At the time I didn't need so much to communicate through the art forms I practiced as I needed to express certain inward movemets. The form of this comic in fact directly follows several personal resolutions I had arrived to to frame my music about the same time. The main premise was a complete abandonment of the common methods of communication and instead a complete focus on self-expression for the purpose private reflection. I make it sound fancy but I think the impulse towards this sort of artistry is a very common one in teen-aged creative but introverted people. At the time, having no education on the history of aesthetics and therefore no clue on how often this theme repeats, I felt what I was doing was novel. It is useful perhaps to say that whereas I have since then gradually but surely taken my comic-making towards traditional storytelling, my music remains very much based on those premises and is really never to change.

Effectively my early music along with my early comic work such as this served as psychoanalysis. I was at the time very maudlin over several issues which I felt I could not discuss with anyone. So I created a monument of secrets both through music and this sort of comic work and I let it reflect on me. There is a very interesting vantage that one can create this way. Art longs for Arete, as the ancient Greeks would say. When one creates art they are expressing an infinitely capacious version of themselves, one not shackled by the psychological ills that might torture them in their life, one that is perfect. And to have this perfect form speak to you is an eventful process. Depending on how this art reflects on the artist I believe it can push him towards greater despair, or the opposite, guide him out of it. I was fortunate in that both music and early comic work lead towards the latter.

I was not interested in publicizing this work and only did it at the time because of two fake reasons and a real one. The first fake one was that my close peers at comic school were impressed and wanted the comics to go in the fanzine. The other was that I opined that even on an academic level "art which doesn't seek to communicate" should be exhibited so as to make it known that such art might exist. Hiding under this bullshit the real reason was that I felt an almost illicit thrill at the idea that something so completely incomprehensible to outsiders, yet so deeply meaningful to me could be read by hundreds of people. This feeling did not come from a sadism I think, towards the reader. It came from the ever-slight possibility that they could somehow peer behind the curtain and notice the real emotion that was in the heart of all of this. It was after all, an attempt at communication.
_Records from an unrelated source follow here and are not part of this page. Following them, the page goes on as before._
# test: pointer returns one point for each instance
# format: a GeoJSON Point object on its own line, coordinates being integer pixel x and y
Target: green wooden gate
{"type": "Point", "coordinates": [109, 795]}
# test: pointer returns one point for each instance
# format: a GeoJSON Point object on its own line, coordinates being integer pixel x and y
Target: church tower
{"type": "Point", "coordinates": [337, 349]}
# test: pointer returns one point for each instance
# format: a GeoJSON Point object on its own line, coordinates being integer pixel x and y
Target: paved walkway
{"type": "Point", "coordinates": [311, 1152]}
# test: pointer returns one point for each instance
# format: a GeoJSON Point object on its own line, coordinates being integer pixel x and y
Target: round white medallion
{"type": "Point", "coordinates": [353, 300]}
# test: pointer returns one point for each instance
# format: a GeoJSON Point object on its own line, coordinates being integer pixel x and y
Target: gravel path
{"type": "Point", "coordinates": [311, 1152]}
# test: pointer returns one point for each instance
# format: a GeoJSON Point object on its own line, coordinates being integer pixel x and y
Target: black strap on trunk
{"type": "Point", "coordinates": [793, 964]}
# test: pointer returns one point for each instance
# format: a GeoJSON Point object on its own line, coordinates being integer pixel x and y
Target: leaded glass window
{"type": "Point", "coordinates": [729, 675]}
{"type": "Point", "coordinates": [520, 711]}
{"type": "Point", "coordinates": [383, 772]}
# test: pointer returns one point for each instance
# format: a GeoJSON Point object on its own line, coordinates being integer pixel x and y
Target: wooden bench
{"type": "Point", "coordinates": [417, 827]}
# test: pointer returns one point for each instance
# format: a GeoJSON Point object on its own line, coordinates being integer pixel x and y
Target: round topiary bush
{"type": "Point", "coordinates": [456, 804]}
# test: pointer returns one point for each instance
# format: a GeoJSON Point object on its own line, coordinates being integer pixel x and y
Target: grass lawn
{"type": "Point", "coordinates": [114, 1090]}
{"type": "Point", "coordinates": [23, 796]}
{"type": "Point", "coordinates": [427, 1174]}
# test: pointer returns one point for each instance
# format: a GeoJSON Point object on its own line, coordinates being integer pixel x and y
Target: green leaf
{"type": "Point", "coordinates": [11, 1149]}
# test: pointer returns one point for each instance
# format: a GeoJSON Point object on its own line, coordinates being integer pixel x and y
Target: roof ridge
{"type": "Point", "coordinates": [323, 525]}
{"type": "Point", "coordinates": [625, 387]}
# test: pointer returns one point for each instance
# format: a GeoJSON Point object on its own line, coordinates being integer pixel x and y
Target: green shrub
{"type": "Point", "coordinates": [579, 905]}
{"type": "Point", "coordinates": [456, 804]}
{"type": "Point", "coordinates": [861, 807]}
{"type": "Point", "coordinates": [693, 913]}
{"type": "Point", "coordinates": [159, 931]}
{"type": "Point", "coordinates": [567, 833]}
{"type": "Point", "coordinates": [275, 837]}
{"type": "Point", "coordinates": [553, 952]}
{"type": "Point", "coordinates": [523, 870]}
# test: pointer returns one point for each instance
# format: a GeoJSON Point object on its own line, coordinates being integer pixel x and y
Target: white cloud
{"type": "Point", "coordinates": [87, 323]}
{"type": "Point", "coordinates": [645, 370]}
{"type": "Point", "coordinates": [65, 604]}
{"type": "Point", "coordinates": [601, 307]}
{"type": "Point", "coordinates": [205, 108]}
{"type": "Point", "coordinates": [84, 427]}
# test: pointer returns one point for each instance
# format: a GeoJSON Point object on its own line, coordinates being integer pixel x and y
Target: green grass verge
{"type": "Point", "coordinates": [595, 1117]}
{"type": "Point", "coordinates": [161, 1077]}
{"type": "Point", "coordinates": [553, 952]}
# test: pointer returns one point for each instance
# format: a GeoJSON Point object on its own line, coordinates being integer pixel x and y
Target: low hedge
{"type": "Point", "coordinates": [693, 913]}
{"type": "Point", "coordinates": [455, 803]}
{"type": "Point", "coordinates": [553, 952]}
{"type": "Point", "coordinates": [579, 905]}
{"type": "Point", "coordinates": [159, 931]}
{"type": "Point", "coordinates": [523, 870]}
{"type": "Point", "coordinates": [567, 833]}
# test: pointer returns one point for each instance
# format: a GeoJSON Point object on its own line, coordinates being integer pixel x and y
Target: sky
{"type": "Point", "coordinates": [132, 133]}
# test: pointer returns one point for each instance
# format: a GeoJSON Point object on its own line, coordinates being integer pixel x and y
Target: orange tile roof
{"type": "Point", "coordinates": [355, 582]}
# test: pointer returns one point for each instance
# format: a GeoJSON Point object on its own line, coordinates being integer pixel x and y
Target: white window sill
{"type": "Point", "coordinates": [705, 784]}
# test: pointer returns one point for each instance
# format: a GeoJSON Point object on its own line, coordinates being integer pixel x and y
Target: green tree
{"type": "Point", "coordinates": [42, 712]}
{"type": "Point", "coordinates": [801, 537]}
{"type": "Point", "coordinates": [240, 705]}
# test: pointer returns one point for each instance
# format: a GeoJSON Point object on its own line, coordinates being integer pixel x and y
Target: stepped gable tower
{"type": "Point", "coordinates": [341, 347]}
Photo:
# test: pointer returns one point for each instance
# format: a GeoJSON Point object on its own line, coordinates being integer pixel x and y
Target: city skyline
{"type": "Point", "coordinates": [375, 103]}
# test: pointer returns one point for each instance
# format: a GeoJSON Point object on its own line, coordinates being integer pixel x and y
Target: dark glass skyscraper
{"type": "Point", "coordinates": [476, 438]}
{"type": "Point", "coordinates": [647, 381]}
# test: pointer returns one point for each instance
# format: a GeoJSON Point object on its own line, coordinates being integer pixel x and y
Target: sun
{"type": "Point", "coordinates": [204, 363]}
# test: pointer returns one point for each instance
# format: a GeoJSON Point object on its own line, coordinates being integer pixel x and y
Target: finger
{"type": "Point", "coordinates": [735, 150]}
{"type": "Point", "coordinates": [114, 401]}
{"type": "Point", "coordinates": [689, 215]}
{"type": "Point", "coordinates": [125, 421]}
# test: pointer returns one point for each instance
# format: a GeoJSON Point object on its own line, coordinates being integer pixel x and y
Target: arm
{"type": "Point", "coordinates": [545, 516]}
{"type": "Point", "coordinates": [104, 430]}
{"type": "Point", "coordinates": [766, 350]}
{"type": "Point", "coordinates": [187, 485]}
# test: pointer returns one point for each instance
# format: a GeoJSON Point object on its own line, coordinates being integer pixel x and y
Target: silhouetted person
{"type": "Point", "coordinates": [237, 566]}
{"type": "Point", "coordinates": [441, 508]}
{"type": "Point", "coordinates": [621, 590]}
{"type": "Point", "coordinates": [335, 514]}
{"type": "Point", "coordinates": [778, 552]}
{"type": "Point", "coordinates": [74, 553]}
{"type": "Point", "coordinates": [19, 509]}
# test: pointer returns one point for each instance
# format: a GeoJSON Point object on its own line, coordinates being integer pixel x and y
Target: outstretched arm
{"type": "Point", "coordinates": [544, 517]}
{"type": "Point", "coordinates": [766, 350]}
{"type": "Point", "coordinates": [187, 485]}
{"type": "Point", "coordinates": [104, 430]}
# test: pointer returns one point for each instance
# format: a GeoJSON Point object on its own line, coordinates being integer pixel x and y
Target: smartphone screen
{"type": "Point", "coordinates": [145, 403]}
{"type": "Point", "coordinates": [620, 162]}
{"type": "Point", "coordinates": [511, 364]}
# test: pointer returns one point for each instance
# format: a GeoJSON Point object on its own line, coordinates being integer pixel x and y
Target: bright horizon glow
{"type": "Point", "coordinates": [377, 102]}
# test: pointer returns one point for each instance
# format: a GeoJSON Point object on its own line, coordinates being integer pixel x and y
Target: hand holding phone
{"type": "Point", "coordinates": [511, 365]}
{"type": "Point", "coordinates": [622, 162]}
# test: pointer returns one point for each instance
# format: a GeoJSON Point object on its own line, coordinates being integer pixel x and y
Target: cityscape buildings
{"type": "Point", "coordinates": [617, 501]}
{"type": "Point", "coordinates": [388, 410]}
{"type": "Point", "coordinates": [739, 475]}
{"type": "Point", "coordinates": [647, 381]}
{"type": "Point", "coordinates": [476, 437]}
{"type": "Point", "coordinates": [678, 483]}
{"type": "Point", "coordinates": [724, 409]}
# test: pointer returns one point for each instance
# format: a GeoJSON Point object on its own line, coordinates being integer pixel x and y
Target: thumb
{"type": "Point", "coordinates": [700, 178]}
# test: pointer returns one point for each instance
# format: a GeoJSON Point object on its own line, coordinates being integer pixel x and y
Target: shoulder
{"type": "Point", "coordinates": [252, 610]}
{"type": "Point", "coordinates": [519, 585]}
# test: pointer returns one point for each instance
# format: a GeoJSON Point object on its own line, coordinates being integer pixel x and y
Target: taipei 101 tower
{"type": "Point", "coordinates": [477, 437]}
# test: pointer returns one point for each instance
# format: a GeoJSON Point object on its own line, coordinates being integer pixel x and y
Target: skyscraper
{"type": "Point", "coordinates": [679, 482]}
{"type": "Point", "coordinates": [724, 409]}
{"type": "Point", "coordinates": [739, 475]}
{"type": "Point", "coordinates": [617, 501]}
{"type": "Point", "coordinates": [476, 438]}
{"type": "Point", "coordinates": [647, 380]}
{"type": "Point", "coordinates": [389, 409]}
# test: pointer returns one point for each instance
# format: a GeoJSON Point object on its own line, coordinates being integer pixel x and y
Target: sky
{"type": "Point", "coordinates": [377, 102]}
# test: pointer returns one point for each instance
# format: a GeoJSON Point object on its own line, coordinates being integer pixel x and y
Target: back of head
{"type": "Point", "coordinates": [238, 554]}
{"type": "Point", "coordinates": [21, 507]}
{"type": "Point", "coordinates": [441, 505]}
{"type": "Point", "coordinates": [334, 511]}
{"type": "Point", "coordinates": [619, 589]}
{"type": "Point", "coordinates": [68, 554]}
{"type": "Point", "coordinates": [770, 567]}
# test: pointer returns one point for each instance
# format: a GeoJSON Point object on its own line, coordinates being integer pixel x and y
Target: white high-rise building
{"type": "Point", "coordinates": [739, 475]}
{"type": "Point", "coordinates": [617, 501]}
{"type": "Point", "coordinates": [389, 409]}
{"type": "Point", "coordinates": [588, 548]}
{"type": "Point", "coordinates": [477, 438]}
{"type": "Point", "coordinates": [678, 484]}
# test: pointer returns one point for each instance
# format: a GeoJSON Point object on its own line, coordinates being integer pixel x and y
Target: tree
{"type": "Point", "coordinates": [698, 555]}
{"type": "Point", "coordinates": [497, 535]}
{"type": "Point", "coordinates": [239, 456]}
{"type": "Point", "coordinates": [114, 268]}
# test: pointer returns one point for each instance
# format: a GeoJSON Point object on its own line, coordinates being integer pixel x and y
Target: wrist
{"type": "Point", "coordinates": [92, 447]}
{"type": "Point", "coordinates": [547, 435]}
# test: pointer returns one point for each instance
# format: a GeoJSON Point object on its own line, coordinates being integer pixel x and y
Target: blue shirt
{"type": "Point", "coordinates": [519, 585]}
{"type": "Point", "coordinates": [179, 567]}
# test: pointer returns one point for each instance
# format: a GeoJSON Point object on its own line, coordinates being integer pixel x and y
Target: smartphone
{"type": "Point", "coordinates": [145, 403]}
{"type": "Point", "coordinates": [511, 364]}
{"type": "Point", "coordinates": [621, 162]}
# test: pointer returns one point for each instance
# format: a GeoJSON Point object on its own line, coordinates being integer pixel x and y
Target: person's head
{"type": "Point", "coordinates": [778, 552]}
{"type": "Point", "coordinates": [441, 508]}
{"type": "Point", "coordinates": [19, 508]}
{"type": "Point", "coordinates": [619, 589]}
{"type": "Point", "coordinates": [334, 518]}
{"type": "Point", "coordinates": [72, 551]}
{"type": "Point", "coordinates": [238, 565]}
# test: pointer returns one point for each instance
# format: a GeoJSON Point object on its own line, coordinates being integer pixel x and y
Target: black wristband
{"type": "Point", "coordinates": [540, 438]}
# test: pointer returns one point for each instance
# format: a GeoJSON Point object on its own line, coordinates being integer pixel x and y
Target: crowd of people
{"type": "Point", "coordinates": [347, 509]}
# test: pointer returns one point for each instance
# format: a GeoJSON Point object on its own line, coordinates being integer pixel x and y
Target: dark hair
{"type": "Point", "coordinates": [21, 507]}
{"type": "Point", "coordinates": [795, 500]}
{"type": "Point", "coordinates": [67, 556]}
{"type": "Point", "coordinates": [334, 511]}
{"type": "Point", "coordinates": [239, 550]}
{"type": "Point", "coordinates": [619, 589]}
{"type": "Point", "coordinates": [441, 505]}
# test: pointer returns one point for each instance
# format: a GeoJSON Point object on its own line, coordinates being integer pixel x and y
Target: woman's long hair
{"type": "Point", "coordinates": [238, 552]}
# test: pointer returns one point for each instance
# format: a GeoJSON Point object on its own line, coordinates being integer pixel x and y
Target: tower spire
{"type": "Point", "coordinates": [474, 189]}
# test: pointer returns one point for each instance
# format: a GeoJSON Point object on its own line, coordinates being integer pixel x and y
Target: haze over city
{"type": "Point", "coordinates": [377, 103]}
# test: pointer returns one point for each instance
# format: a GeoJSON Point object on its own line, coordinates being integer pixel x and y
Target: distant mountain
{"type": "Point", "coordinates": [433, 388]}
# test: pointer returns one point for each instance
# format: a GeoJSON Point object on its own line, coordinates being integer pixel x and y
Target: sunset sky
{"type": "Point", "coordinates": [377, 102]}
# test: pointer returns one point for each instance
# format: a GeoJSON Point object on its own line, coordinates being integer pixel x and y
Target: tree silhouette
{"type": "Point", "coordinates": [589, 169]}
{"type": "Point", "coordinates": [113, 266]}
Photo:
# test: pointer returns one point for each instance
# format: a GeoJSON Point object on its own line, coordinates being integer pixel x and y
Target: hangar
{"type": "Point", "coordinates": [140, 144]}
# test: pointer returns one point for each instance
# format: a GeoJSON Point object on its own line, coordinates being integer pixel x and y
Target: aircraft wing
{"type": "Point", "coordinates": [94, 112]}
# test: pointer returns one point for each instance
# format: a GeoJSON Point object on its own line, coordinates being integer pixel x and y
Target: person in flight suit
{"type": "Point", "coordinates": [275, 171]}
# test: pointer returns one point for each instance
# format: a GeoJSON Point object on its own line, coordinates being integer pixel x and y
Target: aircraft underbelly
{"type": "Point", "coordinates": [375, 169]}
At the time I rejected the few chances I had to explain anything about this comic and others I made like it. In fact when an acquaintance told me that she found the comic very 'poetic' I expressed a violent distaste and throttled any further attempt at what I felt was an easy and comfortable reading of my work with the harsh tone that belonged to a very anxious and troubled past version of me. I regret that sort of thing because I realize now that most of what this comic is about is plain and evident, if not in plot then certainly in universal emotion to anyone that has ever lost someone, has been unloved and is very anxious for their life to truly begin. Those are the emotions that fueled this comic and it took me a few years to realize that it is not in any fundamental way different from any other comic I had since made, even when I moved towards less capricious forms of storytelling. I am always surprised when people tell me it means something to them though, not so much because I think that is impossible but more because I always thought it would take more effort to get to the bottom of it. I guess it doesn't, I guess the many secrets I put into this to exorcise them, are visible to the kind-hearted.


Most artists are very embarrassed about their early steps. I don't feel that way about this, I like it a lot still. It has helped me with a difficult time and as an artifact of perseverance, I can show it to you.